Preciso diminuir as vontades e também a coragem. A sede, o sono e essa dor de abandono. Preciso do cheiro, do beijo e da voz. Preciso de um carro veloz, para atirar-me com força e depressa contra um poste; preciso de uma fortuna, para doar aos pobres antes de morrer; preciso de um costume, para deixar como herança e lembrança se você resolver aparecer; preciso de um cofre, para guardar uma carta que jamais deixaria você ler; preciso do toque, do gosto e do ser.
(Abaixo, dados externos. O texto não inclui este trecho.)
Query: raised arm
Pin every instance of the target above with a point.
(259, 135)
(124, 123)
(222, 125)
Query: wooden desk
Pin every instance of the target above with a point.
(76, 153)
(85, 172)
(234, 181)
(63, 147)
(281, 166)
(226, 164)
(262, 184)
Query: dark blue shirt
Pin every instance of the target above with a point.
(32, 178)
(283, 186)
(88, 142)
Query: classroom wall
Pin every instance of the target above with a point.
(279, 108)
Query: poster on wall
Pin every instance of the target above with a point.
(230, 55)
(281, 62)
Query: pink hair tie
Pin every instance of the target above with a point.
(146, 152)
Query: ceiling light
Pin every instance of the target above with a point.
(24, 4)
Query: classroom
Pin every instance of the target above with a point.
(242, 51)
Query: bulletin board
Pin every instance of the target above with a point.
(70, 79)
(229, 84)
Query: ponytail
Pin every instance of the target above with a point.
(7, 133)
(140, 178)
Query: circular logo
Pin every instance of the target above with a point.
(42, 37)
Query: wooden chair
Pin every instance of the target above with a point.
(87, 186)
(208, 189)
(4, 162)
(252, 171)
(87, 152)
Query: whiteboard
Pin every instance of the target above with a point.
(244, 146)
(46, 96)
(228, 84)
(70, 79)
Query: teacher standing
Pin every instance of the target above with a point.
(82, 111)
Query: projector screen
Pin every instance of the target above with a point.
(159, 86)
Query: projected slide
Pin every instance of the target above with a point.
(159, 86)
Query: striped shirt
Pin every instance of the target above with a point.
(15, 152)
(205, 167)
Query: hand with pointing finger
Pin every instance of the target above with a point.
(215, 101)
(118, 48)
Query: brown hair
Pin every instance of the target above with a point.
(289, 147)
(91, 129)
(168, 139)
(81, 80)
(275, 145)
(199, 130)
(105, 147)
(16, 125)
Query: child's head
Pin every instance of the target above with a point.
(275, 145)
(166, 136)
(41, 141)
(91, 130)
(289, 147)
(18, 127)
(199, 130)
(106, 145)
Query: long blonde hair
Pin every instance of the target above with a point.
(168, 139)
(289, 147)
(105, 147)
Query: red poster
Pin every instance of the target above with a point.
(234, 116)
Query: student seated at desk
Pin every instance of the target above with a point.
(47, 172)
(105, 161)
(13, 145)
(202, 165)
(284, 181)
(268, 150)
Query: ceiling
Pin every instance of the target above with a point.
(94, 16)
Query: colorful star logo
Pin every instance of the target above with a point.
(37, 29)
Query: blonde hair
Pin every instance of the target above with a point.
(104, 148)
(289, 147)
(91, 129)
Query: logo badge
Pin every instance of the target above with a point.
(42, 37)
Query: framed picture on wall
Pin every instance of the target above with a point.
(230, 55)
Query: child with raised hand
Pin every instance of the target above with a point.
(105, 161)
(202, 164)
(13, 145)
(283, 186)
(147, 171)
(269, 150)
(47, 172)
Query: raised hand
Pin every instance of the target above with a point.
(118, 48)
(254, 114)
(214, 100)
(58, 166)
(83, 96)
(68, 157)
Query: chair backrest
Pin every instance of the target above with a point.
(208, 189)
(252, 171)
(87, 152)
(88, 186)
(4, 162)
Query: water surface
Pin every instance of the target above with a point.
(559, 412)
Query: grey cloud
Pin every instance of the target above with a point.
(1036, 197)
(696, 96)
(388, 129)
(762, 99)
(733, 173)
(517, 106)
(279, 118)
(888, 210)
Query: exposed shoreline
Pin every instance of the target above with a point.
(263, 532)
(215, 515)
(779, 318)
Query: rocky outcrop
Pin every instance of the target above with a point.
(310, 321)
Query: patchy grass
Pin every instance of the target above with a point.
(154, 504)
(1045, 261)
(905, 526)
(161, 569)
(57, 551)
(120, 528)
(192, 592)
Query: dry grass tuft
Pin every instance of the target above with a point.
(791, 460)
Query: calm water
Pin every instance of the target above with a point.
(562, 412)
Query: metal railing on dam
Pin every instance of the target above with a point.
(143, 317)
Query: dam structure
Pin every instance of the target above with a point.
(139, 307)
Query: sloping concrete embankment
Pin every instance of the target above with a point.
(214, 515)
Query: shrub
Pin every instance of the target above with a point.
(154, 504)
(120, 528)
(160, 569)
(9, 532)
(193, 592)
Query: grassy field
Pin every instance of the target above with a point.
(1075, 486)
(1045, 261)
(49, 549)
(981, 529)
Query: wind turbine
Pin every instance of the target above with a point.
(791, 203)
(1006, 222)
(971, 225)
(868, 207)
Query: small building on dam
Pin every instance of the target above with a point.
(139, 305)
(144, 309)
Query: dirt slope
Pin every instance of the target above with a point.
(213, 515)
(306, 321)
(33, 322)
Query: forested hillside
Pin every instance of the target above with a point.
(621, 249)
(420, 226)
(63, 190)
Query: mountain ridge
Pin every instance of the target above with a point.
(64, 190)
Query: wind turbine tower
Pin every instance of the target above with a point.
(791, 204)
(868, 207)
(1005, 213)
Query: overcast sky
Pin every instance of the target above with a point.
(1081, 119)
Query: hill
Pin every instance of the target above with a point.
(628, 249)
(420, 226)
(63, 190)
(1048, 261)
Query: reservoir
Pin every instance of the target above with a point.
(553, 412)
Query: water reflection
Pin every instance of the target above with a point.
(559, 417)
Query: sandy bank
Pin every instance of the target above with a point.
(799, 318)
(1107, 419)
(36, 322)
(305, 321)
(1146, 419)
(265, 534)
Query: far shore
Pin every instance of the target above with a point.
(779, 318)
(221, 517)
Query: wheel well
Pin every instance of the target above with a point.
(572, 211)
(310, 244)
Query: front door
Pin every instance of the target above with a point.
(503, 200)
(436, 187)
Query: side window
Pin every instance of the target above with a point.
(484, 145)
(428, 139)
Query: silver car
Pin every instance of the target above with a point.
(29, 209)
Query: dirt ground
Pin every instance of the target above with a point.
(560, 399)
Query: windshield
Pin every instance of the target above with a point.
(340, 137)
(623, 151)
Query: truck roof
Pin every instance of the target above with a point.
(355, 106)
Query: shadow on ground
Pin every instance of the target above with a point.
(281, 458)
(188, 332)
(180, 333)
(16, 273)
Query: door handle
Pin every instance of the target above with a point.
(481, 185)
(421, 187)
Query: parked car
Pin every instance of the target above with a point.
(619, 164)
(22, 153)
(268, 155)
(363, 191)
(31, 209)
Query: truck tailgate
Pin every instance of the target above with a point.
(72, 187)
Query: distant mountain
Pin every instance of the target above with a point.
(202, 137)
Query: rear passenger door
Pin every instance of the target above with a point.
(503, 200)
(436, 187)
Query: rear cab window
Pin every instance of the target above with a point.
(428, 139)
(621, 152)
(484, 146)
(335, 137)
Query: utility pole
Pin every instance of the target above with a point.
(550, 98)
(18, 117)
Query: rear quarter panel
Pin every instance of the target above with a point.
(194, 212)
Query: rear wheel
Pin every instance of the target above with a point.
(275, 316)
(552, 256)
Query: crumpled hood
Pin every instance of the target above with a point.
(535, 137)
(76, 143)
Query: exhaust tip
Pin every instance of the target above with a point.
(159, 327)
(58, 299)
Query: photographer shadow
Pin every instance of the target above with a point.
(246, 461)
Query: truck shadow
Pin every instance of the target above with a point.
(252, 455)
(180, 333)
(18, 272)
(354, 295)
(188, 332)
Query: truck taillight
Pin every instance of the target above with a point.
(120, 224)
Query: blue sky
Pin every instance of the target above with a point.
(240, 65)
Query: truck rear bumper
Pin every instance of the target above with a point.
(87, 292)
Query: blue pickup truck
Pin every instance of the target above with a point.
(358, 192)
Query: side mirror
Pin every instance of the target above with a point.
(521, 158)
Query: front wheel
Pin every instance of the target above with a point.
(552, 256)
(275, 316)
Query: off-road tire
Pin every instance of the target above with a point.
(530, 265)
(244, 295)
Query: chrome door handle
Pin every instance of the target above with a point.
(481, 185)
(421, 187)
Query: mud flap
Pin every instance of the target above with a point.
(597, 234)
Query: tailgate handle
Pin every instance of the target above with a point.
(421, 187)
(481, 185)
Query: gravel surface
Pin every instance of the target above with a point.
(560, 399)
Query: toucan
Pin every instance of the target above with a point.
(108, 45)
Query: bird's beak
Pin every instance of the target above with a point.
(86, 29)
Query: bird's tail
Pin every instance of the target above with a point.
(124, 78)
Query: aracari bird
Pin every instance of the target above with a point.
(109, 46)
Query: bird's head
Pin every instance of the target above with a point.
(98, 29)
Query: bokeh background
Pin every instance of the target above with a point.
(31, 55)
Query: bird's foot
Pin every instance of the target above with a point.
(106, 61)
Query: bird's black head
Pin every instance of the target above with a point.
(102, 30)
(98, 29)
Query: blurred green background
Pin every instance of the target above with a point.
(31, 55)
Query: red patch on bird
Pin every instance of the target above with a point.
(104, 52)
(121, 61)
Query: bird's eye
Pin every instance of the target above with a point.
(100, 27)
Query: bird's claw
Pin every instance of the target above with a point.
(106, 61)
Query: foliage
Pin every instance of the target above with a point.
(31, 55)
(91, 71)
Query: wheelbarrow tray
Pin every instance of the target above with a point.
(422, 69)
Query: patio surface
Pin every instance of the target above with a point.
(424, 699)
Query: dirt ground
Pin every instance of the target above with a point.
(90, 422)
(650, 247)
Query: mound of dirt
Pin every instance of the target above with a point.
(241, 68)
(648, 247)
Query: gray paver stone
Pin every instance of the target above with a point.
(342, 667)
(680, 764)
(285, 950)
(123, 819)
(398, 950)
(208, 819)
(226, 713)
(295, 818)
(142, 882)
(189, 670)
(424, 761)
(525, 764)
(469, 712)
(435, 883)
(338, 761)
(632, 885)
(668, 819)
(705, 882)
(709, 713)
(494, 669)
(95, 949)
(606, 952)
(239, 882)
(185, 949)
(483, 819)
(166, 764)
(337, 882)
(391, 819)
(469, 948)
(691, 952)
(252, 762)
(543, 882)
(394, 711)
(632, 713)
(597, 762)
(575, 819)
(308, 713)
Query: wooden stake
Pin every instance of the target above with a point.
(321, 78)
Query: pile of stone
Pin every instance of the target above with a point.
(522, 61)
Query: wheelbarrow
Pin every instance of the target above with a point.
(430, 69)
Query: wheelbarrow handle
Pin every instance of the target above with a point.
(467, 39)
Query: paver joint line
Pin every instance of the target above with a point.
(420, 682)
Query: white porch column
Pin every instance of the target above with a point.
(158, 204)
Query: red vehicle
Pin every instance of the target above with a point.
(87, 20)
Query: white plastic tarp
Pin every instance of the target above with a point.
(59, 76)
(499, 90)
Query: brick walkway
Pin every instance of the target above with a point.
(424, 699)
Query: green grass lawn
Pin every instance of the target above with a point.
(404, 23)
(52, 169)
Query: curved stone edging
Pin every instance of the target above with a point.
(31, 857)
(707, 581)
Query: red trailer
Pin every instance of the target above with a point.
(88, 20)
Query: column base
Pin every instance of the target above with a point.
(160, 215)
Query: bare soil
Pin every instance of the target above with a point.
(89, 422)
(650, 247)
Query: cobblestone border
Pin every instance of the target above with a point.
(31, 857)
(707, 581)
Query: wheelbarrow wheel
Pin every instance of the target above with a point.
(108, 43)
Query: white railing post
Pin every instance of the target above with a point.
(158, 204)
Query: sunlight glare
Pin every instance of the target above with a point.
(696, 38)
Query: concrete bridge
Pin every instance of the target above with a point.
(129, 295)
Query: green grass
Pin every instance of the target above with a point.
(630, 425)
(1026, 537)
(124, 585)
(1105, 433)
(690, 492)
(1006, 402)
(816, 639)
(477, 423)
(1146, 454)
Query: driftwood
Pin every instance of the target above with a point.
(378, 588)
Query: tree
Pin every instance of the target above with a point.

Eu sei quem é você.

PARTE IV
Aqui embaixo é escuro, úmido e solitário. Aqui embaixo é quase um aquário, é um riacho de águas tranqüilas, tão raso. Aqui embaixo nós somos por acaso, sabemos que há milhares de pessoas por aqui, mas jamais nos encontramos. Aqui nós nos livramos de tudo e de todos. Não há desculpas e nem falsas demonstrações de afeto, esse lugar sempre foi meu projeto.
Mas livrar-se definitivamente de todos é o mesmo que distanciar-se de si. É o caminho mais curto para o não existir. Aqui embaixo ninguém exige satisfações; ninguém implora por seu amor; ninguém guarda rancor; ninguém inventa boatos e ninguém distorce os fatos. Sempre haverá dor, lembranças, suspiros, esperança.

PARTE V
Se eu dormir aqui embaixo, você vai aparecer em um sonho que eu não consigo tornar real. Eu sinto todas suas lágrimas, como se cada uma fosse um prego que atravessa minha pele. Eu sinto cada vez que você recorda algo de mim, que você pensa no meu nome. Eu ouço você me chamar. Eu sei que todas as coisas que doem em mim, também ferem você. Sei das suas angústias mais profundas e das suas fraquezas. Sei o quanto é difícil ser você, porque só eu te conheci de verdade, no mais íntimo do seu desespero.